文化財保護の課題:「考古学は地域を元気にする」を自身の経験から考える

 森浩一の言葉まで辿らなくても、「考古学は地域を元気にする」といった類いの言葉はこの世にあふれている様に感じる。筆者は、森浩一の著作を実見していないので氏のこの言葉に対するコンテクストを十分に理解していない。しかし、この言葉を字面通りに受け取った時に、この言葉は、果たしてそうなのか、そんな事が言えるのかということを筆者の体験を基に考えてみたい。

 筆者は、福島県いわき市で生まれ、中学校卒業まで過ごした。卒業後は、宮城県仙台市にある仙台電波工業高等専門学校電子工学科(現:仙台高等専門学校広瀬キャンパス知能エレクトロニクスコース)に進学した。幼い頃から物作りが好きで、オープンキャンパスで得た面白そうという直感にまかせて遠くの高専に進学し、寮生活を選んだ。実際の学校生活は、オープンキャンパスのそれとはほど遠く、落第点の連続だったが、学校の先生はおもしろい人が多かった。諸先生の研究室にいる時間は誰よりも多かったように思う。そのような生活の転機となったのは、東日本大震災だった。春休みの実家で被災した。地震直後から、停電と断水に見舞われ、将来自分が作るであろう、電子機器はただの箱だった。文章にすればたった一行だが、自分のアイデンティティを失う感覚をはじめて味わった。もちろん、東日本大震災においてテクノロジーが果たした役割を否定するわけではないが、当時はそれすら考えられなかった。震災から時間がたち、仙台に戻り、学校生活に戻り、偶然目にしたが「コミュニティデザイン」という山崎亮の講演会だった。コミュニティデザインとは、いわゆるハード面(ニュータウンのランドスケープデザイン)ではなく、住民とのワークショップなどを通じてソフト面でコミュニティの問題を改善しようという考え方である。そのポスターに惹かれ山崎亮の講演会に参加し、人という魅力に気づいた。
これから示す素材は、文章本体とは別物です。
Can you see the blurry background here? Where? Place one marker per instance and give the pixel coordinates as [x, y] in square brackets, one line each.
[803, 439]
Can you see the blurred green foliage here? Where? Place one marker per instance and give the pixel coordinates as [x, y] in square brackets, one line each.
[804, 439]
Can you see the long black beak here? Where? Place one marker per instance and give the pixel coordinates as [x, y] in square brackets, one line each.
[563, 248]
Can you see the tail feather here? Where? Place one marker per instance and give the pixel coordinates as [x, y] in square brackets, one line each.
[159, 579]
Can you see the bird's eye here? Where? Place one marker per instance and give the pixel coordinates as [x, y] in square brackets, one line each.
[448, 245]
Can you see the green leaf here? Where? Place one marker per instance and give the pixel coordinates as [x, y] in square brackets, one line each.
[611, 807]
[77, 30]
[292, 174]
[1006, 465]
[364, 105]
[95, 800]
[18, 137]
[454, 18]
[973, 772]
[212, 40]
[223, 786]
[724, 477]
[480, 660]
 紆余曲折あり、3年で高専を辞め、大学に進学することを決めた。コミュニティデザインを考えようと思い、建築学が学べる大学をいくつか受けたが、大学受験の勉強をしていない自分には難しかった。東北芸術工科大学も、その中のひとつだった。第一希望に建築環境学科を書き、第三希望に何気なしに歴史遺産学科を書いた。結局、合格通知が届いたのは、歴史遺産学科からの一通だけだった。受験後にはじめて歴史遺産学科のウェブサイトを確認し、民俗学という文字を見て、ここでも人について考えられるかもしれないと思い、東北芸術工科大学歴史遺産学科に進学した。

 考古学には、学部2年生の時に出会った。日向洞窟遺跡の発掘調査実習に参加したのである。日向洞窟遺跡の発掘調査は、合宿形式で行われ地域との協同のもとで成り立っていた。地域の人が管理する宿舎に宿泊し、来訪者があれば説明し、夜は温泉に浸かりながら同じ浴槽にいる地域の人に遺跡のことを説明した。朝起きれば、前の晩にはなかった野菜が玄関に置いてあることもあった。発掘の中盤に中帳場と呼ばれる、飲み会を地域の人に開いて頂いた。その会の中で、地域の人に忘れられないひと言を言われた。
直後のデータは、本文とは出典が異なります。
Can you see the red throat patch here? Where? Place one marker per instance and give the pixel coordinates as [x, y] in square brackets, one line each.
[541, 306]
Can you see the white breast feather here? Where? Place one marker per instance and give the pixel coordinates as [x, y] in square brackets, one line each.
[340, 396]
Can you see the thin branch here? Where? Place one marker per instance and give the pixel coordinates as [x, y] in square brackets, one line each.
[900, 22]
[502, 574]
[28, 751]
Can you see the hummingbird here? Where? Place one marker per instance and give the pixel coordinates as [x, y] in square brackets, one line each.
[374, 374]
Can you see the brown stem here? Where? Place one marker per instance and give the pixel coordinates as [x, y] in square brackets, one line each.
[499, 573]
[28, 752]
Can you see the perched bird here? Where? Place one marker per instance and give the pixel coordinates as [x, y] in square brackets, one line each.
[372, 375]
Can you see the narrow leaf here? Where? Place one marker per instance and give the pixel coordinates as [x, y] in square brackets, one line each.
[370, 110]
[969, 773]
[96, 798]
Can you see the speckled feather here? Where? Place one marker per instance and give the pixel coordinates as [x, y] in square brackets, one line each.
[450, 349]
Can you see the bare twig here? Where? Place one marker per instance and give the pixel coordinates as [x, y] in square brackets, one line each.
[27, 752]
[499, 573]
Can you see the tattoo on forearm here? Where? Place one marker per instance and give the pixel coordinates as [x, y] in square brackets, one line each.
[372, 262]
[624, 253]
「おまえらは、考古学って言って、穴掘って昔のことがって言ってけど、俺らの生活は今が大事なんだ。年取って自分の家の歴史とかそういうのには興味わいてきたけどな・・・」

 そんなようなことを言われた。筆者には、前途のような背景があるから、常に「いかに人の役にたつのか」ということを自分に問いかけながら学問を続けてきた。考古学は役にたつのではないかと思いかけていた矢先のことだった。それから、考古学と地域を結びつける言説を聞くたびに、地域のアイデンティティと考古学を結びつけようとする人を見るたびに、この言葉が浮かんでくる。
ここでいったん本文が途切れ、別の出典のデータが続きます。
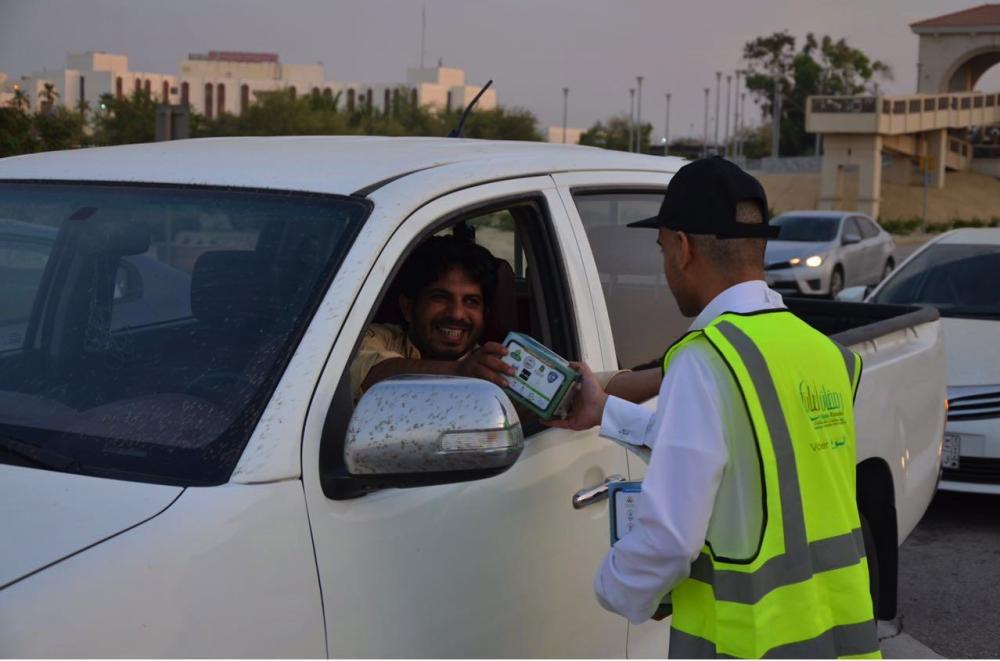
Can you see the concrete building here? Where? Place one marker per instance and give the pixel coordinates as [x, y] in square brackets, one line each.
[88, 76]
[925, 134]
[443, 87]
[956, 49]
[229, 81]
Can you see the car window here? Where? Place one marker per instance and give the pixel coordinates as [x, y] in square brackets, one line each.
[530, 297]
[851, 227]
[958, 279]
[142, 328]
[868, 229]
[644, 317]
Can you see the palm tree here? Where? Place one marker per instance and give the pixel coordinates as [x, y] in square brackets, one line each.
[48, 98]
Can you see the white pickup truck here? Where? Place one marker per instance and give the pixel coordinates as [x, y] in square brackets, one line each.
[182, 472]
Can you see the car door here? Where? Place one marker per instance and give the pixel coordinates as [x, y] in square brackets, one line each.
[501, 567]
[852, 255]
[638, 316]
[875, 249]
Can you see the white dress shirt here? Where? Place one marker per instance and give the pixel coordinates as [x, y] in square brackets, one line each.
[699, 432]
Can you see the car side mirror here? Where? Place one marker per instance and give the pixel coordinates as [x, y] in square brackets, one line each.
[417, 430]
[853, 294]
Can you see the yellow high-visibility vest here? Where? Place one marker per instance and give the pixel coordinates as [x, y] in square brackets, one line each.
[804, 593]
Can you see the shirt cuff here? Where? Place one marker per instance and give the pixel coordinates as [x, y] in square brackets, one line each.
[624, 421]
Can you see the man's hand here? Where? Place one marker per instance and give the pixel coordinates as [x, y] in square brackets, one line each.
[485, 363]
[588, 404]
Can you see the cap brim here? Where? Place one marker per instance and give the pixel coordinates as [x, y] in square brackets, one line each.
[651, 223]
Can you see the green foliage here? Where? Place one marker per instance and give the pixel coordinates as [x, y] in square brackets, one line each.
[822, 66]
[16, 132]
[278, 113]
[126, 120]
[60, 129]
[615, 134]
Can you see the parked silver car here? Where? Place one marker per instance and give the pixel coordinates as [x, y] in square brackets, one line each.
[818, 253]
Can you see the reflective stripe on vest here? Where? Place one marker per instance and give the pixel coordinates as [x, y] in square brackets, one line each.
[797, 597]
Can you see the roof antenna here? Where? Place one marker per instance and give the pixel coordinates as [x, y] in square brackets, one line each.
[457, 131]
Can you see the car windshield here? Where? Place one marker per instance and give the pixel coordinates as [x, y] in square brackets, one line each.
[958, 279]
[143, 328]
[806, 228]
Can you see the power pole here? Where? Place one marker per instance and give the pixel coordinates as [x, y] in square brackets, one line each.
[776, 111]
[736, 117]
[638, 118]
[718, 84]
[729, 99]
[666, 129]
[704, 142]
[743, 115]
[423, 33]
[631, 118]
[565, 104]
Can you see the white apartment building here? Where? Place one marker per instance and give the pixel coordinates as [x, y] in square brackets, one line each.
[90, 75]
[228, 81]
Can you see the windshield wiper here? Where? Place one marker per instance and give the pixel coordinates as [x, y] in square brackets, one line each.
[40, 456]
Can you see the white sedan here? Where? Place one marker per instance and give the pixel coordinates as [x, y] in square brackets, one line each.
[818, 253]
[957, 272]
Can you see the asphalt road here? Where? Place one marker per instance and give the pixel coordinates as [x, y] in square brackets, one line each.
[949, 577]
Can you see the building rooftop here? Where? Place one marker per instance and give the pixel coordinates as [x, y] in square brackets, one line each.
[974, 17]
[234, 56]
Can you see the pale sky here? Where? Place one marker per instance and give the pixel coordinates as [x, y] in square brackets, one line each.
[531, 48]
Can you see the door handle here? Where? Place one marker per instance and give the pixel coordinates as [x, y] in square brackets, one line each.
[594, 494]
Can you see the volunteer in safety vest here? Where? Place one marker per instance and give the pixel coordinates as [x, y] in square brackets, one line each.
[748, 518]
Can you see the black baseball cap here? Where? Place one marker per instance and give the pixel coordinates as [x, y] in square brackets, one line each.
[701, 199]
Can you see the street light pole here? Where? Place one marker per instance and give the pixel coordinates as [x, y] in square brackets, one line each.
[666, 129]
[736, 116]
[565, 104]
[631, 118]
[718, 84]
[638, 118]
[729, 99]
[776, 111]
[704, 142]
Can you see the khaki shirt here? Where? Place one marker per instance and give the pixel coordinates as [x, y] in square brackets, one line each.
[381, 342]
[386, 341]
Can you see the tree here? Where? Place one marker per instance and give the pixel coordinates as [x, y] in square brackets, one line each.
[820, 67]
[48, 98]
[17, 136]
[59, 128]
[615, 134]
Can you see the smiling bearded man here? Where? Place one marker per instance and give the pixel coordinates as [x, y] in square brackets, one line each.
[446, 287]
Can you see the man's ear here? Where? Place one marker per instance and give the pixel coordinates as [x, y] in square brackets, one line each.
[406, 307]
[685, 250]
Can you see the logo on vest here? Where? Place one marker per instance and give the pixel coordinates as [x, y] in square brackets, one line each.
[824, 407]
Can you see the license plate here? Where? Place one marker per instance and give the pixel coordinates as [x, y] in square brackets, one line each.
[951, 451]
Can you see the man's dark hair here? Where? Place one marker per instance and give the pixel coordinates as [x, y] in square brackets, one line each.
[438, 255]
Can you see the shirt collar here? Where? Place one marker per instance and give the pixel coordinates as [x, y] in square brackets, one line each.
[749, 296]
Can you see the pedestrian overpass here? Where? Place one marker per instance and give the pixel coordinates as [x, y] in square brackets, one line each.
[857, 130]
[929, 128]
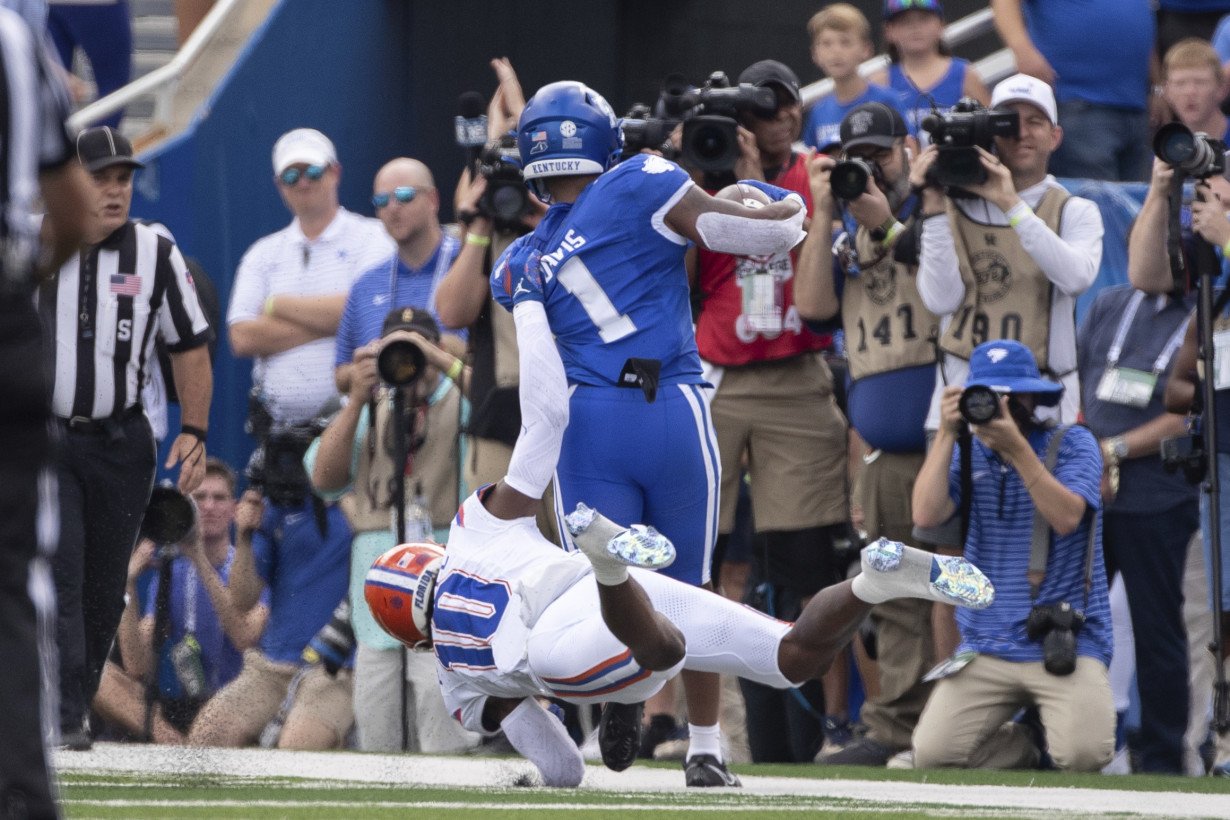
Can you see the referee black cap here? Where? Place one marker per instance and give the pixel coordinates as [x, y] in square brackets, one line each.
[103, 146]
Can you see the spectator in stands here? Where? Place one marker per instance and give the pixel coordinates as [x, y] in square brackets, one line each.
[840, 42]
[1022, 476]
[923, 70]
[101, 28]
[407, 204]
[774, 411]
[889, 343]
[397, 705]
[1127, 344]
[290, 285]
[207, 631]
[294, 548]
[1099, 63]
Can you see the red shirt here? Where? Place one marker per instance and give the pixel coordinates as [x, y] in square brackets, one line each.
[722, 333]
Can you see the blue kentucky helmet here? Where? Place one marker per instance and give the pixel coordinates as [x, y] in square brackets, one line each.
[567, 129]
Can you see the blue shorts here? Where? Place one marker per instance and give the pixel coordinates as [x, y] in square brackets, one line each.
[645, 464]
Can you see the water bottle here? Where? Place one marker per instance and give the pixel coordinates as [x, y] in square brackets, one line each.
[418, 516]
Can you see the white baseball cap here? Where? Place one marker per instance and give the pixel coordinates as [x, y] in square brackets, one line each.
[1021, 87]
[303, 145]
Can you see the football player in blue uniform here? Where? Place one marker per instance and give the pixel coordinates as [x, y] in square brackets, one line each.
[610, 256]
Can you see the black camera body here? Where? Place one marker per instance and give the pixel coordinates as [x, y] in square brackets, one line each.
[1185, 453]
[978, 405]
[958, 134]
[849, 177]
[1055, 626]
[506, 201]
[1192, 153]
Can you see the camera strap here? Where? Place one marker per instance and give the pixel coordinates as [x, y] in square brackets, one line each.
[1039, 547]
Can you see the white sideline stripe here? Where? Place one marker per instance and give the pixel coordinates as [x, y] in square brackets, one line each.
[472, 772]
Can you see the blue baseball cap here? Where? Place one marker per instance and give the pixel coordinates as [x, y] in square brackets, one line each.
[1007, 366]
[893, 7]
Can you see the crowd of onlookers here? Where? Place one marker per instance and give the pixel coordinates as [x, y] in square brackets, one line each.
[830, 411]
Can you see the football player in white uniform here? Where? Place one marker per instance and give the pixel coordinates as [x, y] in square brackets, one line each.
[513, 618]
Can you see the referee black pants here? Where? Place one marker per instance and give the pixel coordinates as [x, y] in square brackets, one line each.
[25, 783]
[105, 483]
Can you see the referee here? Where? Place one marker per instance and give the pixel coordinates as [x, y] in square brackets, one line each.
[105, 309]
[36, 154]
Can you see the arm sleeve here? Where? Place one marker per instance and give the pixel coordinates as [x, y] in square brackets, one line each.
[541, 738]
[1071, 257]
[544, 400]
[939, 275]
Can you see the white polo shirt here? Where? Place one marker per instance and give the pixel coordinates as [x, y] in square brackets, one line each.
[299, 381]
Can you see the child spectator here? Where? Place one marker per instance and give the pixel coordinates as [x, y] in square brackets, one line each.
[840, 42]
[923, 71]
「考古学は地域を元気にする」というのは、考古学者のエゴではないだろうか。考古学者の希望が含まれていないだろうか。文化財を保護する、これは考古学に携わるものとして当然持っていなければいけない基本原則なのかもしれない。しかし、文化財の保護が、遺産を継承していくことが重荷にならないだろうかと考えてしまう。今よりも過去の遺産が大事なのだろうか。明確な答えはまだ出せていない。